- Music
- 24 May 01
Out on his own
PHIL UDELL talks to KILA frontman RONAN Ó SNODAIGH about his solo album Tip Toe
Never judge a book by it’s cover, isn’t that what someone once said? OK, so what would you think the debut solo album from Kíla frontman Ronan Ó Snodaigh was going to sound like? While the odds were probably on an upbeat, percussive little number, he’s only gone and surprised as all by producing one of the most gorgeously languid, achingly melancholic releases of the year so far, one that would sit comfortably next to the David Kitts of this world without a flinch.
“If you listen to it, its real quiet, bedroom stuff”, agrees Ó Snodaigh over a lunchtime drink. “It was developed in sessions, or my bedroom or in people’s flats, so to take it into an album or a gig has been a bit daunting. But I was on a mission to get it done, I thought ‘I’m reaching my thirtieth year, it’s time to just lay this down and get it behind me and carry on and do something else’. Just so it wasn’t always there and I wasn’t focusing on this imaginary album.”
Tip Toe, it turns out, has been something like thirteen years in the making, a work rate that puts even the Stereo MCs into the shade. Except this wasn’t so much a question of inspiration, more one of confidence. “In the end, I hooked up with the guitarist Simon O’Reilly and he seemed keen to do something,” Ó Snodaigh explains “so we started getting up early in the morning and practising and gradually got other people involved.”
These other people, including fiddle player Cliodhna Quainlam and sometime Dead Can Dance man Brendan Perry, all contribute greatly to Tip Toe’s huge beauty. Also present on the title track are fellow band members Brian Hogan, Eoin Ó Dilliún and Colm Ó Snodaigh.
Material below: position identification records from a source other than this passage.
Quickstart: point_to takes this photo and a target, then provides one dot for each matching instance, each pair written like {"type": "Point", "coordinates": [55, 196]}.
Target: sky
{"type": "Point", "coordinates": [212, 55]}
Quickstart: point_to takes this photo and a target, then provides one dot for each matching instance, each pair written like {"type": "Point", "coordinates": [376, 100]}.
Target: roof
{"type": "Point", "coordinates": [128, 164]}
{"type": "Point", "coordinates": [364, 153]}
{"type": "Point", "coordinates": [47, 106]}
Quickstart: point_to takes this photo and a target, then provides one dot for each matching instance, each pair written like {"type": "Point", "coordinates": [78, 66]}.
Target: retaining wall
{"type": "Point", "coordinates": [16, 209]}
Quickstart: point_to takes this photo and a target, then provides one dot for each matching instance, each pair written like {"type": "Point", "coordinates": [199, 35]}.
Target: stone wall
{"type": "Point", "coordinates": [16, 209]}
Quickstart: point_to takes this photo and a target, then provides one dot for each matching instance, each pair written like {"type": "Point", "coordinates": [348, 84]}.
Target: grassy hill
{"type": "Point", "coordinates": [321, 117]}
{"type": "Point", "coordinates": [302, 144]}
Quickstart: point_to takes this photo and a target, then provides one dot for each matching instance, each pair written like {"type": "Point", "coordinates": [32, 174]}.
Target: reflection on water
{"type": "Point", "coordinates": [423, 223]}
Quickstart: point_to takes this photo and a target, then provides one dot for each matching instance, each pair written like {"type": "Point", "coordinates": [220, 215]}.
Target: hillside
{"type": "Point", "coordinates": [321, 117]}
Naturally inclined to maintain some sort of distance from his day job (“It was never going to be a Kíla album”), he nevertheless wanted to add a degree of range and depth to the project without killing it’s original spirit. “I was struggling with the idea of just a guitar and a voice,” he admits. “I reached a point in the mix, when we were doing Tip Toe where I realised that I’d just been steaming into it and I’d narrowed it all down instead of widening anything. I’d left out all these other opportunities, like playing with the lads.” A quick change of gear, and a whole new sense of space opened up, giving Tip Toe a widder resonance.
This is the first time Ronan has written and recorded extensively in English. It was, however, always part of the plan. A different discipline to the Irish lyrics he writes for Kíla? “Yeah, I think in English about certain things and I think in Irish about certain things. I don’t go out with any girls who talk Irish! The love stuff comes from the English side and the deeper stuff from the Irish, because I couldn’t speak English when I was a kid.”
Which does he find the more expressive language?
“It depends on what the expression is. I’m sure if someone studied what I was writing they’d be able to divide it up, but I don’t know fully myself.”
Not only is he writing lyrics for a far wider audience than just those versed in the native tongue, but the words on Tip Toe are amazingly revealing, dealing with both the highs and lows of life and love. “It’s very personal stuff, isn’t it? A lot of the songs are written when I’m looking for a way out of a mind pattern or something, or feel trapped somehow. They’re sort of written from a down point aiming up, so they’re bound to swing like that.”
The stunning ‘Boer Waltz’, an emotional depiction of the soldiers, slaves and civilians caught up in the siege of Ladysmith in the early 1900s is a very different animal.
“A friend of mine Simon Taylor wrote the chords and we were sitting around in Kerry, down at his house one night and he started playing and I just started singing off the top of my head, making up lyrics,” Ronan recalls. “I was back up in Dublin and I asked Simon O’Reilly what the tune was called and he said ‘The Boer Waltz’. Alright, so I thought I’ll write a song about the Boer War. The Waterboys did a great song called ‘Red Army Blues’ and I thought how did Mike Scott know what it was like to be a seventeen year old Russian soldier and I’d always wanted to try something like that so I just took it on. I started watching films about the Boer War,
reading and spent five months grilling people about it.”
Listening to the track without the benefit of the sleeve notes, one might assume that the lyrics (“Which side are we on? The right or the wrong and who’ll be the chief to rule this territory?”) referred to the history of this very island. “That would be the closest war that there’s been to me, so I suppose that was the nearest experience I could draw on. To tell the truth, I’ve been very close to tears singing that song. It just captures something for me.”
So, what next? Can we expect of rash of Spice Girl-style solo projects from the Kíla ranks? “Hopefully there will be. Colm’s working with one at the minute. Brian’s got some absolutely gorgeous songs and he’s got some other stuff that only he likes… Maybe this will have created the space for that. By going out on my tod, whether good, bad or whatever, it might encourage the others.”
For Ronan himself, now the thirteen-year duck has been broken, he’s keen to repeat the experience. On the basis of Tip Toe, let’s hope that he does. And soon.